Let's see, government's are usually differenced by: number of rulers, election process of the rulers, dimension of private property, dimension of civil rights. Which of those dimensions do you want to represent as governments, and which as policies?
As an example: if people speak about communism, they usually talk about Stalin style communism. Thus in reality they talk about a despotic (one ruler, or a very small cliqué), bureaucratic (promotion through success in a bureaucratic system, and not via elections), state-capitalist (everything is owned by the state, not by private owners or by "all") system with extremely limited civil rights.

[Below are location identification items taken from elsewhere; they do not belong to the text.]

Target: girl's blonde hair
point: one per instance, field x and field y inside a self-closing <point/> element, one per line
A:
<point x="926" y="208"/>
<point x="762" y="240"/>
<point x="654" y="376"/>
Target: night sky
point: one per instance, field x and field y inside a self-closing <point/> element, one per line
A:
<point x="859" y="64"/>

If you go for all 4 dimensions, with only 3 possibilities per dimension, you'd have to come up with 3^4 = 81 governments. Some of them haven't even been tried yet I suppose. If you go for less dimensions, you significantly lower the amount of possible governments. To give you an idea how such a dimensioned system could look like:
# of rulers:
One Ruler (very small group) - Minority - Majority
choice of rulers:
Inheritance - Bureaucracy - Elections
Private Property:
"Communism" - Regulated - Neo-Liberalism
Civil Rights:
Authoritarian - Regulated - Libertarian
Now remember that I only assumed 3 discrete points for each dimension, which is much to low for a good description. But it's a start, and might give you ideas. To give you examples, here the last 100 years of german governments (and from those examples you'll see how bad 3 discrete points are, but why simple categories are worse):
The Kaiser: One Ruler, Inheritance, Regulated, Authoritarian -> Monarchy
Weimar Republic: Majority, Elections, Neo-Liberalism, Authoritarian -> Democracy
3rd Reich: One Ruler, Elections (moved to Bureaucracy), Regulated, Authoritarian -> Despotism
early BRD: Majority, Elections, Regulated, Authoritarian -> Democracy
DDR: Minority, Bureaucracy, Communism, Regulated -> "Communism"
late BRD: Majority, Elections, Neo-Liberalism, Regulated (moving slowly to Libertarian) -> Democracy
The categories are so broad, that the same category "democracy" can mean Weimar Republic, Adenauer and todays Germany, which where significantly different in both questions of private property as well as civil rights.
The simplest would be of course to just go along the "who rules, and how are they choosen" path. But then neither Communism nor Fascism have a place as governments. So for me it would be up to the question: which dimensions, and how many discreets do I want.